Wohnungsnot: Schweizer wollen keine höheren Gebäude
Die Schweiz steckt in einer Wohnkrise – doch bauliche Lösungen wie höhere Häuser oder weniger Grünflächen stossen auf Widerstand.

Das Wichtigste in Kürze
- 61 Prozent der Schweizer Bevölkerung nehmen Wohnungsmangel wahr – vor allem in Städten.
- Über 70 Prozent lehnen aber eine Verdichtung durch weniger Grünflächen ab.
- Frauen, Ältere und Familien sind deutlich skeptischer gegenüber baulichen Eingriffen.
Die Mehrheit der Schweizer Bevölkerung nimmt den Wohnungsmangel wahr – spricht sich aber gleichzeitig gegen bauliche Verdichtung aus.
Das zeigt eine repräsentative Umfrage vom Marktforschungsinstitut «Innofact» im Auftrag von «comparis.ch». Befragt wurden demnach im April 2025 insgesamt 1011 Erwachsene in der ganzen Schweiz.
Rund 61 Prozent der Befragten sagen, in ihrer Region gebe es zu wenige Wohnungen. In Städten sind es gar 69 Prozent.
Trotzdem lehnt eine Mehrheit der Bevölkerung höhere Gebäude (50,7 Prozent) sowie den Verzicht auf Grünflächen (70,7 Prozent) ab.
«Der Wunsch nach mehr Wohnraum trifft auf den Wunsch nach Lebensqualität. Das erzeugt einen Zielkonflikt», erklärt Comparis-Immobilienexperte Harry Büsser.
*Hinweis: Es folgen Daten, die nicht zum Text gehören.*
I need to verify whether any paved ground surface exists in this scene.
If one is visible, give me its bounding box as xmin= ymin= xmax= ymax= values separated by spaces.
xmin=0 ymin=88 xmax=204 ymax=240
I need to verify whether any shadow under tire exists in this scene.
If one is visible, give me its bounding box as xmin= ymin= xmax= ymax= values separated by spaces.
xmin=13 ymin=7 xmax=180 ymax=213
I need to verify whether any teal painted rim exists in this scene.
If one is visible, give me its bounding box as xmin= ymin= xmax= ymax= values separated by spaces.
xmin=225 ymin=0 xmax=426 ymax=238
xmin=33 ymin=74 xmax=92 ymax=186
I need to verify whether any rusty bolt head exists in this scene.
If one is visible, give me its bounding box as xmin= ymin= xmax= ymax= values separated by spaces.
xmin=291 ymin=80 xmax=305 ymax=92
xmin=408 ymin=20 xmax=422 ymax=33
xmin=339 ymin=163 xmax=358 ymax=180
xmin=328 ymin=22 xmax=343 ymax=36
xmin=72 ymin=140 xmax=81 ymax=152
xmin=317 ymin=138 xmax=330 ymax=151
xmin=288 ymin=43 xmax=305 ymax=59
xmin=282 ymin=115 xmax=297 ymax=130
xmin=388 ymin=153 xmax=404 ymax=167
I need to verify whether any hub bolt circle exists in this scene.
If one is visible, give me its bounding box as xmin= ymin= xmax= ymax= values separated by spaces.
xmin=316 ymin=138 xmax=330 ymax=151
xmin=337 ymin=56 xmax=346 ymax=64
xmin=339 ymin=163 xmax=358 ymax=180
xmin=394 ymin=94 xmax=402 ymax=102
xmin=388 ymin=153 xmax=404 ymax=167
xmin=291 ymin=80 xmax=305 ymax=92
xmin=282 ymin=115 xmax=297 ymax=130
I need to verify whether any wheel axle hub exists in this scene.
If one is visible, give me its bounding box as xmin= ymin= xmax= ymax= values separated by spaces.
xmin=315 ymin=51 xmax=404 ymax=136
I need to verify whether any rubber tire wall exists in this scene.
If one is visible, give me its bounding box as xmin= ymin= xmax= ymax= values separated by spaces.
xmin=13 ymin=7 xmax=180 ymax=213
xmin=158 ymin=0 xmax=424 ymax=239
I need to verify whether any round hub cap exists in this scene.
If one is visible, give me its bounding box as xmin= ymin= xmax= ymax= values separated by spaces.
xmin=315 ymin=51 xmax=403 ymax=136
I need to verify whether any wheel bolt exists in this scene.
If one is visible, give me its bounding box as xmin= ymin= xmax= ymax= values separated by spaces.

Frauen und ältere Menschen besonders kritisch
Die Umfrage zeigt deutliche Unterschiede zwischen den Geschlechtern: Während 53,2 Prozent der Männer höhere Gebäude befürworten, lehnen sie 57,4 Prozent der Frauen ab.
Auch bei der Reduktion von Grünflächen ist der Widerstand unter Frauen deutlich grösser (75,6 Prozent Ablehnung). Bei den Männern sind es «nur» 64,1 Prozent.
Büsser vermutet kulturelle Gründe: «Frauen übernehmen häufiger Verantwortung für das Wohnumfeld. Etwa durch Kinderbetreuung, Pflegearbeit oder Nachbarschaftsbeziehungen.»
Eingriffe würden von ihnen als Bedrohung der Lebensqualität empfunden.

Mehr Offenheit bei Jungen und Städtern
Jüngere, höher gebildete Menschen und Stadtbewohnerinnen und -bewohner zeigen sich offener gegenüber Verdichtung.
In urbanen Gebieten unterstützen 56,6 Prozent den Bau höherer Gebäude. Bei älteren Menschen überwiegt hingegen der Wunsch nach Stabilität.
Büsser: «Wer jünger ist oder studiert hat, kennt meist verschiedene Wohnformen. Und sieht bauliche Verdichtung wahrscheinlich eher als notwendigen Schritt für eine nachhaltige Stadtentwicklung. Bei Älteren überwiegt dagegen wohl oft der Wunsch nach Stabilität und Bewahrung des Status quo»
Einsprache-Recht spaltet
Ein weiterer Befund: 48,3 Prozent der Befragten befürworten eine Einschränkung von Einsprachen bei Bauprojekten.
Vor allem Männer, ältere Menschen und Haushalte mit hohem Einkommen. Letztere hätten oft andere Mittel, sich Gehör zu verschaffen, so Büsser.
Grünflächen bleiben tabu
Selbst in Städten lehnen zwei Drittel der Befragten eine Reduktion von Grünräumen ab. «Grünflächen stehen für Lebensqualität und Rückzug – ihre Bebauung stösst auf besonders grossen Widerstand», sagt Büsser.

Fazit: Wunsch nach Wohnungen – aber nicht vor der eigenen Tür
Die Umfrage zeigt laut «Comparis» eine verbreitete NIMBY-Haltung («Not In My Backyard»).
Büsser: «Viele fordern Lösungen – aber möglichst nicht in der eigenen Nachbarschaft. Für die Wohnbaupolitik ist das eine grosse Herausforderung.»